His fingers tightened on her shoulders, giving her a tiny shake.
‘Will you stop?’ he asked fiercely. ‘Will you stop?’
‘I’m sorry,’ she said gently after a moment. ‘I know it isn’t really my business. But now I can’t help getting involved. Where do I draw the line?’
‘Right here,’ he said, still holding her. ‘You’ve reached the boundary. Stay on your side of it, and we’ll manage.’
Suddenly she realised that he was shaking. Through the contact of his fingers on her bare arms she could sense his whole body vibrating.
In her turn she reached up to take hold of his arms.
‘Rinaldo,’ she said. ‘Don’t shut me out. Let me help.’
‘I don’t need your help.’
But she refused to be snubbed. ‘After last night it’s too late,’ she said quietly. ‘I know what I know.’
She knew she was treading on dangerous ground and for a moment she thought he would lose his temper. But instead he sighed and the anger went out of his face.
‘How can you possibly help?’ he asked heavily.
‘You mean I’m the last person who ever could. Because I caused all the trouble, didn’t I?’
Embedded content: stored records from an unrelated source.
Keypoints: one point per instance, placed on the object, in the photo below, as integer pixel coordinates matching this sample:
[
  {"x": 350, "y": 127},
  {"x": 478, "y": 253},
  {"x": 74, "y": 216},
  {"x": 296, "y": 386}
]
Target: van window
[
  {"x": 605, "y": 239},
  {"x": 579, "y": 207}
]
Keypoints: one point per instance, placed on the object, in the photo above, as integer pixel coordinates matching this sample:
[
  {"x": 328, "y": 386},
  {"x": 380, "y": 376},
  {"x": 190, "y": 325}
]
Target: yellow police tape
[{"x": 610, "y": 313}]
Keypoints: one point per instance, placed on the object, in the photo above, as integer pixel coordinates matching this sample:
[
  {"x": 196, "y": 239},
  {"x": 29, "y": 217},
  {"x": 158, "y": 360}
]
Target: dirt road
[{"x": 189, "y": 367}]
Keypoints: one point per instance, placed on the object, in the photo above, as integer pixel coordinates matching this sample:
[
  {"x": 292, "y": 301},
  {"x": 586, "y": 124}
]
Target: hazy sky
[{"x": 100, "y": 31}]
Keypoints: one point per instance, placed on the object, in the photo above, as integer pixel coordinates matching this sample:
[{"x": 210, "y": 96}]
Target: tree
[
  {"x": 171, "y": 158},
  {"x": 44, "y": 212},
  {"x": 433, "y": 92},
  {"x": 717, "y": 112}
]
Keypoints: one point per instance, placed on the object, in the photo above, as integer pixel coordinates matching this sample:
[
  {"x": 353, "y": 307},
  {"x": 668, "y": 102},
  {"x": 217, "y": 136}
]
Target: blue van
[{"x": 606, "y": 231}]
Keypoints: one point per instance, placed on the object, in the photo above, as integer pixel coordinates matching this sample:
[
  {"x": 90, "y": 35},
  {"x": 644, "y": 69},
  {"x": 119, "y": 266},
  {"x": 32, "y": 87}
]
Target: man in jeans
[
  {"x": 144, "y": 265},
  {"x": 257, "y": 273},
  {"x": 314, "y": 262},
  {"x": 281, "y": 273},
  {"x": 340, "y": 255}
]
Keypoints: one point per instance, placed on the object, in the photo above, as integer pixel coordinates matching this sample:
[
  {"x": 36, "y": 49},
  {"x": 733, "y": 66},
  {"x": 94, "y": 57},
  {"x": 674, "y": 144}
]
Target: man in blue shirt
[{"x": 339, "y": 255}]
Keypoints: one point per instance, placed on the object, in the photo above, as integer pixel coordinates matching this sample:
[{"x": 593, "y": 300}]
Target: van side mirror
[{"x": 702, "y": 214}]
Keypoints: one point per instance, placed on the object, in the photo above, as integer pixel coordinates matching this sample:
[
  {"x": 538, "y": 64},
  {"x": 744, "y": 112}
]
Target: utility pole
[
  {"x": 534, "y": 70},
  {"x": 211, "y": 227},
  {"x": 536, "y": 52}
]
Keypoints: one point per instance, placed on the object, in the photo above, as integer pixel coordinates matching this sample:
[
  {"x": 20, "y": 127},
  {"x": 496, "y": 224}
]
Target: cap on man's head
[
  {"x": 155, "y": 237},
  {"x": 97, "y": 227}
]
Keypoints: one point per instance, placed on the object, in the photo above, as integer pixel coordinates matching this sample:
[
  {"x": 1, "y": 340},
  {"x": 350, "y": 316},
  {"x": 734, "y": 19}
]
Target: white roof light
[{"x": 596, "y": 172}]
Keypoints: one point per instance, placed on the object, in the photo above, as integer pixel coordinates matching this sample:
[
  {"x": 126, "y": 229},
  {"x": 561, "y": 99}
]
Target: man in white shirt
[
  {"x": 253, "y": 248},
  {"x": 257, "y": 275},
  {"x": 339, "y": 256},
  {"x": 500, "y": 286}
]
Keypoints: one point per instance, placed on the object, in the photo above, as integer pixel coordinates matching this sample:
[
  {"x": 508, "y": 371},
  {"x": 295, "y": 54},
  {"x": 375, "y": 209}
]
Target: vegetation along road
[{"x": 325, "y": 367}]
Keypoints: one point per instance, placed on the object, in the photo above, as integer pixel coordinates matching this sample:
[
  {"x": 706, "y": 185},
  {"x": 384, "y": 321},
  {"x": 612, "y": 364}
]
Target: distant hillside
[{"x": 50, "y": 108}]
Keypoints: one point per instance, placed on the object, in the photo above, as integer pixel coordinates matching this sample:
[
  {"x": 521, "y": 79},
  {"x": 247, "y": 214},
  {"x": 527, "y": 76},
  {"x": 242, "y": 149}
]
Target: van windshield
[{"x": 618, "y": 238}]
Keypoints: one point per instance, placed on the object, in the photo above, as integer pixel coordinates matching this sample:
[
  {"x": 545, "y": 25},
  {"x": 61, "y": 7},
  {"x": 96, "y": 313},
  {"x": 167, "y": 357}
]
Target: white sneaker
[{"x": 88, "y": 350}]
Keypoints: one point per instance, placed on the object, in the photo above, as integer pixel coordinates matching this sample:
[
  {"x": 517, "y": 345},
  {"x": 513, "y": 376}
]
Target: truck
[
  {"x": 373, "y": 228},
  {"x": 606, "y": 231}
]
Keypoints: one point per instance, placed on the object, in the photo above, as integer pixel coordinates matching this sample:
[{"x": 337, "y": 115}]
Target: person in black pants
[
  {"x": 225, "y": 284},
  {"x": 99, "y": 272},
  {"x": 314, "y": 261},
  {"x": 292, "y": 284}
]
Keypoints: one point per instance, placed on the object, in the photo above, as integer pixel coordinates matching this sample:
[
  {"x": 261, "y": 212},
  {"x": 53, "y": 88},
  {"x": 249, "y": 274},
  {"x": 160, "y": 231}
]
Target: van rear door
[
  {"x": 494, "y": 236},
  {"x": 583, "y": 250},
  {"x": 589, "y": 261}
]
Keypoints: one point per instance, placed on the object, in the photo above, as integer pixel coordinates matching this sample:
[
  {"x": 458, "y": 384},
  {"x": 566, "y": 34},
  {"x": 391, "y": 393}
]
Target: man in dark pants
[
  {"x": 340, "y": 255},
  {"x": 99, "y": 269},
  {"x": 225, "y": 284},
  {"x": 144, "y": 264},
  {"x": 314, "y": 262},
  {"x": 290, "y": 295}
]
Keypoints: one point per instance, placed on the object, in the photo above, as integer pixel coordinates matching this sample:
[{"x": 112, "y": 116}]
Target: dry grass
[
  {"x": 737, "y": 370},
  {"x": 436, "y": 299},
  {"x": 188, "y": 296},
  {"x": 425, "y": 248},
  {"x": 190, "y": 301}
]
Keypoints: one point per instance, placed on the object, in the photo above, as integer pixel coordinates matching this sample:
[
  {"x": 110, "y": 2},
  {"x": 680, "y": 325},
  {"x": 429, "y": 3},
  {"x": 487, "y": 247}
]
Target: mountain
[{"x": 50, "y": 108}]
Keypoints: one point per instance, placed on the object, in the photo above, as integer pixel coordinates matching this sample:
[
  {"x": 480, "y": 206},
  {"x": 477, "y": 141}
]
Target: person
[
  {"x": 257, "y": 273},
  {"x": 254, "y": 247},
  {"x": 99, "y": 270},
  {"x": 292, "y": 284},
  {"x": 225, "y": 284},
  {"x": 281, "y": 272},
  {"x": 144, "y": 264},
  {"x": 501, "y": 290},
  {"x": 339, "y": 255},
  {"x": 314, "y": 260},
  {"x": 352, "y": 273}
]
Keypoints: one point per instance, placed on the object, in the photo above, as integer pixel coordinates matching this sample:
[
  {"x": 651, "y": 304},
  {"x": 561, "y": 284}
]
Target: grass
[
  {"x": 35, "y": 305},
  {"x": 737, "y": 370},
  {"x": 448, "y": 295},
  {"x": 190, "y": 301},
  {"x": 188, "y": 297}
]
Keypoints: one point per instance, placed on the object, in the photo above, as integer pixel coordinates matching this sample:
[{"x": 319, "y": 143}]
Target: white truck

Hearing his own accusation put so bluntly seemed to do something to Rinaldo. She saw his eyes full of shock as he realised that he was still holding her. He dropped his hands from her arms.
There was an ache inside her that had something to do with his misery. She wanted to assuage it and ease the hurt for them both.
He sat down on a bale of hay, leaning back against a post of the barn, his hands hanging loose as though he’d lost the will to fight.
‘No, it’s not your fault,’ he said tiredly. ‘I know I said that at first, but in truth I know better. It wasn’t you who created the situation.’
He took a long breath. His face was livid.
‘It was my father,’ he said at last. ‘A man I trusted, and who let me live in a fool’s paradise. He never warned me, that’s what-’ He made a confused gesture.
‘That’s what hurts, isn’t it?’ she whispered, sitting beside him.
His eyes were full of resignation, almost despair.
‘Yes,’ he said simply. ‘We used to sit up late at night, discussing problems. I thought we were a team, and all the time he was keeping me at a distance, not trusting me with the truth.’
‘Oh, no,’ she said at once. ‘It wasn’t like that.’
‘How can you possibly know?’
‘Because in an odd way I feel as if I do know him. Everyone talks about how lovely he was, laughing, singing, always looking on the bright side. I think that probably made him a wonderful person and a loveable father, but maybe not a very practical farmer.’
He nodded. ‘That’s true.’
‘But you are practical. I expect you hauled him back from the brink a few times.’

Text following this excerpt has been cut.